Regardless, they are more than just profiting and earning. A majority of stamp collectors believe it to be an enjoyable hobby. The pleasure he feels from locating the stamps he likes may be incomparable. People collect stamps for many reasons. In addition, one important reason they may give is that it is fun and it is very satisfying to accomplish something.

It encourages a person to learn about different things. Many stamps give insight into a country’s history and its landmarks. This is a primary reason why it is very attractive compared to other collections. A person can never get over the excitement of discovering and learning new things. If he wants to go after this hobby of being a stamp collector, here are some things to keep in mind.

1. He should be aware of which items interest him. He might begin looking for collections that can be important or special to him. He may have the choice of deciding from simple stamps that he might get from mail and postcards from binders.

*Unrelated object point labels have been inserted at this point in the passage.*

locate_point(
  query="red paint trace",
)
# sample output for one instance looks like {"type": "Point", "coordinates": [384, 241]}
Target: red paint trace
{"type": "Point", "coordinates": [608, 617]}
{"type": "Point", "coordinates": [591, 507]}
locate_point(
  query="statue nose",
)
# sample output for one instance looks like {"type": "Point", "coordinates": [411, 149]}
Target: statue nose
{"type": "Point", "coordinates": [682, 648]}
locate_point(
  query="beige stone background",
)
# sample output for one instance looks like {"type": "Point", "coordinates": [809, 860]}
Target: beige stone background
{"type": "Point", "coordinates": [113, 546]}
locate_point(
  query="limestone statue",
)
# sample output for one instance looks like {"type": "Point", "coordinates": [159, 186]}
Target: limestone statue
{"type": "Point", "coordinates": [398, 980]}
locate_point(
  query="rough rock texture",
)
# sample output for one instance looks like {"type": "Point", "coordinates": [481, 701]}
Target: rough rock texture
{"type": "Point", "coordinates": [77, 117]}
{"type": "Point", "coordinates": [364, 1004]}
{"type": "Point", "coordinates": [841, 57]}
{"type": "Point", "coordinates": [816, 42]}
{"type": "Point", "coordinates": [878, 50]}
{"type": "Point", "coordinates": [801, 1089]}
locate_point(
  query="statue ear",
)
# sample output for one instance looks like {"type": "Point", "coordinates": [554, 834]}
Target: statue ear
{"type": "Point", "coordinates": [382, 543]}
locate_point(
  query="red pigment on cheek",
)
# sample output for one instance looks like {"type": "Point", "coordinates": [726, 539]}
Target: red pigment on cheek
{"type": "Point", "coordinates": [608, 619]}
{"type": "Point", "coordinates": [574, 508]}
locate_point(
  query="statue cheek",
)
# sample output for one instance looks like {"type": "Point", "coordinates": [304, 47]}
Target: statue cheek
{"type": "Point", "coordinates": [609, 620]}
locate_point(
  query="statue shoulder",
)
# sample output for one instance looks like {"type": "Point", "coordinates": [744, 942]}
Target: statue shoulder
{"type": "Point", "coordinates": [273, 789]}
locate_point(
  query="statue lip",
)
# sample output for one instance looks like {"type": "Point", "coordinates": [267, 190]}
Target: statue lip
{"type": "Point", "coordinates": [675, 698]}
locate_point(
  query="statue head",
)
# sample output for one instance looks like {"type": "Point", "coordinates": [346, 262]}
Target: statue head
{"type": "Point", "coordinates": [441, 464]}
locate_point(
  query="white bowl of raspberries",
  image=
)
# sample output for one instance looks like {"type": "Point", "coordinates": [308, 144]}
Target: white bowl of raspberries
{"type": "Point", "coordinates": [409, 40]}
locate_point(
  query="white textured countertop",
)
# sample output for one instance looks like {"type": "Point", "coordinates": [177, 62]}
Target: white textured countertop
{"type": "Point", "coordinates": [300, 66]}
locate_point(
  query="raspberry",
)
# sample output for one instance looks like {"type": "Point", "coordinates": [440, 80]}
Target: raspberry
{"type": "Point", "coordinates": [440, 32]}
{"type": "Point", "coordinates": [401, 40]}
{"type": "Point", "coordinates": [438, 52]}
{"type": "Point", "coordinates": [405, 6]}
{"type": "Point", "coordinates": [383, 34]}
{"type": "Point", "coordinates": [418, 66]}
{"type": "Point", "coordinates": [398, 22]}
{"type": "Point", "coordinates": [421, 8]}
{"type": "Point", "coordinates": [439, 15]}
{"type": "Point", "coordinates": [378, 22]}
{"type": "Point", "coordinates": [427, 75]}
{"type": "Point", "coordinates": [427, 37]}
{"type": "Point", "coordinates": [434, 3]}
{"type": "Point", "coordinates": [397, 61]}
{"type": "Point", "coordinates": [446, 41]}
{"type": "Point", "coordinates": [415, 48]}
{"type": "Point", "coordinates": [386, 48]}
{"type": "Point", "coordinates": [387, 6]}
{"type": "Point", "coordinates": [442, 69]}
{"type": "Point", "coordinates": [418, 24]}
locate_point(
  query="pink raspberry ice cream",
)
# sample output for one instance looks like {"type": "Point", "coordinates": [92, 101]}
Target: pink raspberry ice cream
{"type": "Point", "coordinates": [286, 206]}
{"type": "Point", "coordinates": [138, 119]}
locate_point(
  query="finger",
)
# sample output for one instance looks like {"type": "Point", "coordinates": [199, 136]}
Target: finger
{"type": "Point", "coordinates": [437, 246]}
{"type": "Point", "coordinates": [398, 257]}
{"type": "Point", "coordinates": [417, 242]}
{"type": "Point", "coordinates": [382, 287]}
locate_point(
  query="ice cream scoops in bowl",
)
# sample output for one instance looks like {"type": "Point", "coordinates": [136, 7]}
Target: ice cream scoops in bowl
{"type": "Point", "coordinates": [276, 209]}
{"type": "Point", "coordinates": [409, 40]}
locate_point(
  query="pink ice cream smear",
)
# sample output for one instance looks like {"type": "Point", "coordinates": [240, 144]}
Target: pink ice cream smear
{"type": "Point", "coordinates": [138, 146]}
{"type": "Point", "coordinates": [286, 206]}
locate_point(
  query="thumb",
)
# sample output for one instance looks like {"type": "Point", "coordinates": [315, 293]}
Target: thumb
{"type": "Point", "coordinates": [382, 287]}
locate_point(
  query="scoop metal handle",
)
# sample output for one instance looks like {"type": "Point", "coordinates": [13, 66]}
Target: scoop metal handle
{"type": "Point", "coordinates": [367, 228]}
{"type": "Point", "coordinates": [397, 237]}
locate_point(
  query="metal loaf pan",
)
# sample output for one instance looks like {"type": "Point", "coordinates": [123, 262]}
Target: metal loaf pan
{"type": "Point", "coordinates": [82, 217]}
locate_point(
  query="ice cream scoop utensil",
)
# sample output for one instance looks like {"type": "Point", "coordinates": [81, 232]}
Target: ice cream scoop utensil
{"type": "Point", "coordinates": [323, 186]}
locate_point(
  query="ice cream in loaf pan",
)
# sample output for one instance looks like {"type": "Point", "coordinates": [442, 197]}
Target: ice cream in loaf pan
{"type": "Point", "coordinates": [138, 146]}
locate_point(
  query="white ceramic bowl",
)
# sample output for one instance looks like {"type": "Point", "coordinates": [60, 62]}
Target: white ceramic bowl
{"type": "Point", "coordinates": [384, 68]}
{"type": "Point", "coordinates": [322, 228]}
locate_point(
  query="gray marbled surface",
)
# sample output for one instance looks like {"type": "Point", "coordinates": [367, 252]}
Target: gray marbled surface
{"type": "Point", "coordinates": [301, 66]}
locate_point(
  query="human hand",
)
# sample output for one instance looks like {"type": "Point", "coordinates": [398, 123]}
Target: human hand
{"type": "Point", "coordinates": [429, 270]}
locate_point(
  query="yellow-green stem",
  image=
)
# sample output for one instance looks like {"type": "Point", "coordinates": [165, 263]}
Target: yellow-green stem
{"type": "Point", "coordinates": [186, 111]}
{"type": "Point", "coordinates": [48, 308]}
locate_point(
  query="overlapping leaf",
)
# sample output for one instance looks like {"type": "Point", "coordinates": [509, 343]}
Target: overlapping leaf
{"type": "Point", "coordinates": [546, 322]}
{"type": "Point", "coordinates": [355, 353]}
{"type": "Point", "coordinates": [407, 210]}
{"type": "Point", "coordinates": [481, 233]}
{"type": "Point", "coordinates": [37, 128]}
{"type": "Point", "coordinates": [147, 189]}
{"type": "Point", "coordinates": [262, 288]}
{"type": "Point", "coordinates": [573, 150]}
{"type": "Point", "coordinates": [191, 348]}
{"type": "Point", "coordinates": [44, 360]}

2. He may go to groups and gatherings to collaborate with people. He could interact with people that are collecting things as well. He may question the person that may have some collections associated with these stamps. In this situation, he may be able to swap some of his stamps for a particular stamp.

3. He needs to make sure he uses his time wisely. He may locate places that he might find stamps with the particular theme that he collects.

4. He may find sites on the internet that will give information on how and where to locate those special and rare stamps.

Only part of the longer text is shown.